Synopses & Reviews
Synopsis
A brilliant examination of the enigmatic Russian revolutionary about whom Winston Churchill said "few men tried more, gave more, dared more and suffered more for the Russian people," and who remains a legendary and controversial figure in his homeland today. Although now largely forgotten outside Russia, Boris Savinkov was famous and notorious during his lifetime both at home and abroad as a terrorist, a scandalous novelist, a friend of epoch-defining artists like Modigliani and Diego Rivera, a government minister, an advisor to Churchill, and, finally, as Soviet Russia's most prized political prisoner, one who made headlines around the world by claiming that he accepted the Bolshevik state, whereas, in fact, he had staked his life on a secret plan to strike one last blow against the tyrannical regime.

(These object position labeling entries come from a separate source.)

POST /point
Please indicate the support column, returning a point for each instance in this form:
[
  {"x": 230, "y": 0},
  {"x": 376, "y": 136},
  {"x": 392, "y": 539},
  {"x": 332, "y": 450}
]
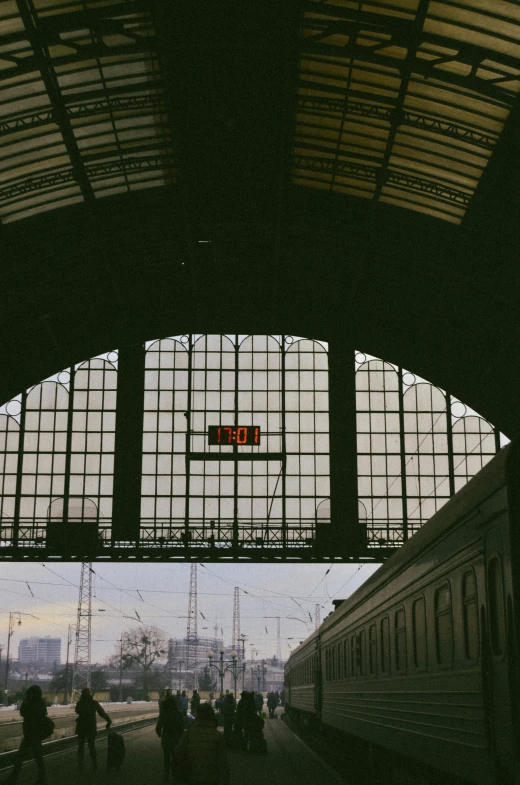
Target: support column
[
  {"x": 126, "y": 516},
  {"x": 347, "y": 536}
]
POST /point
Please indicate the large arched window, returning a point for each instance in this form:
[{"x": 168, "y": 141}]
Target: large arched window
[{"x": 415, "y": 446}]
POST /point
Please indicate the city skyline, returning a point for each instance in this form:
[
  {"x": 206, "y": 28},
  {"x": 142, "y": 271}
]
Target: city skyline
[{"x": 131, "y": 595}]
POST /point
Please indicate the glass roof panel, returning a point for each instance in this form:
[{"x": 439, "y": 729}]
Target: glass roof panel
[
  {"x": 403, "y": 101},
  {"x": 82, "y": 112}
]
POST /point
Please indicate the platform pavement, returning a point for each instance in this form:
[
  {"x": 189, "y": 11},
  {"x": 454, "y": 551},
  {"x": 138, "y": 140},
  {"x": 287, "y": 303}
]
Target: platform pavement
[{"x": 288, "y": 762}]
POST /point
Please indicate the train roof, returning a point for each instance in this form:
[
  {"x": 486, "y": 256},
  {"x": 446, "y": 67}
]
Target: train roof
[{"x": 479, "y": 488}]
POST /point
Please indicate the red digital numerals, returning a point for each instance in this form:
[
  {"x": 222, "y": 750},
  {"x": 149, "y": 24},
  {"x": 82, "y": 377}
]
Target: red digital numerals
[{"x": 248, "y": 435}]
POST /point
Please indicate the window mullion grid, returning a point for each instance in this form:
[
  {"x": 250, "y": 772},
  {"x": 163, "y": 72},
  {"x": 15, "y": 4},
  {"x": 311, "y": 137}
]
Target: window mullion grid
[
  {"x": 235, "y": 449},
  {"x": 19, "y": 472},
  {"x": 68, "y": 447},
  {"x": 449, "y": 436},
  {"x": 188, "y": 439},
  {"x": 402, "y": 451},
  {"x": 282, "y": 399}
]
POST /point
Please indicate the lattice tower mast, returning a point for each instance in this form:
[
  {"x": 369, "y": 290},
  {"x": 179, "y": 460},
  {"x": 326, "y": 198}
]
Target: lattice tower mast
[
  {"x": 192, "y": 637},
  {"x": 236, "y": 622},
  {"x": 82, "y": 648}
]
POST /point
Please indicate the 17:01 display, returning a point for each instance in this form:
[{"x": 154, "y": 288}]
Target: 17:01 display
[{"x": 234, "y": 434}]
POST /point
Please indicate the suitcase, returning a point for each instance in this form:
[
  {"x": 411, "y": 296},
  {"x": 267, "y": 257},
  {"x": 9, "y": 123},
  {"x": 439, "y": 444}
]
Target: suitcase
[
  {"x": 257, "y": 743},
  {"x": 115, "y": 751}
]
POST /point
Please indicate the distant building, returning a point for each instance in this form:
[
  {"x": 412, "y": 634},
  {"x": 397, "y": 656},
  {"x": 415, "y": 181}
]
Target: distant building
[{"x": 40, "y": 650}]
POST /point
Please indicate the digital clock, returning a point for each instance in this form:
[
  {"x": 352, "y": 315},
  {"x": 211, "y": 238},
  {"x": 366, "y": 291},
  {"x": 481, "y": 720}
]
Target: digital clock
[{"x": 234, "y": 434}]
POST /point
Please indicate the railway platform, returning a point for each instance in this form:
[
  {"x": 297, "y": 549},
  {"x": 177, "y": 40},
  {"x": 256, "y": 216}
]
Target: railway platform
[{"x": 288, "y": 762}]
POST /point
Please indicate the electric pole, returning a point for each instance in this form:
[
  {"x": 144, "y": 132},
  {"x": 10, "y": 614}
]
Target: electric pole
[
  {"x": 66, "y": 692},
  {"x": 82, "y": 649},
  {"x": 121, "y": 669},
  {"x": 192, "y": 638}
]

Neither a "Red" nor a "White," Savinkov forged his own place in history. His life, which he dedicated to transforming his homeland into a uniquely democratic, humane and enlightened state, challenges many popular myths about the Russian Revolution, and demonstrates that the paths Russia took during the twentieth and twenty-first centuries--the tyranny of communism, the authoritarianism of Putin--were not the only ones written in her historical destiny. Savinkov's goals remain a poignant reminder of how things in Russia could have been, and how, perhaps, they may still become someday.
Written with novelistic verve and filled with the triumphs, disasters, dramatic twists and contradictions that defined Savinkov's life, this book shines a light on an extraordinary man who tried to change Russian and world history.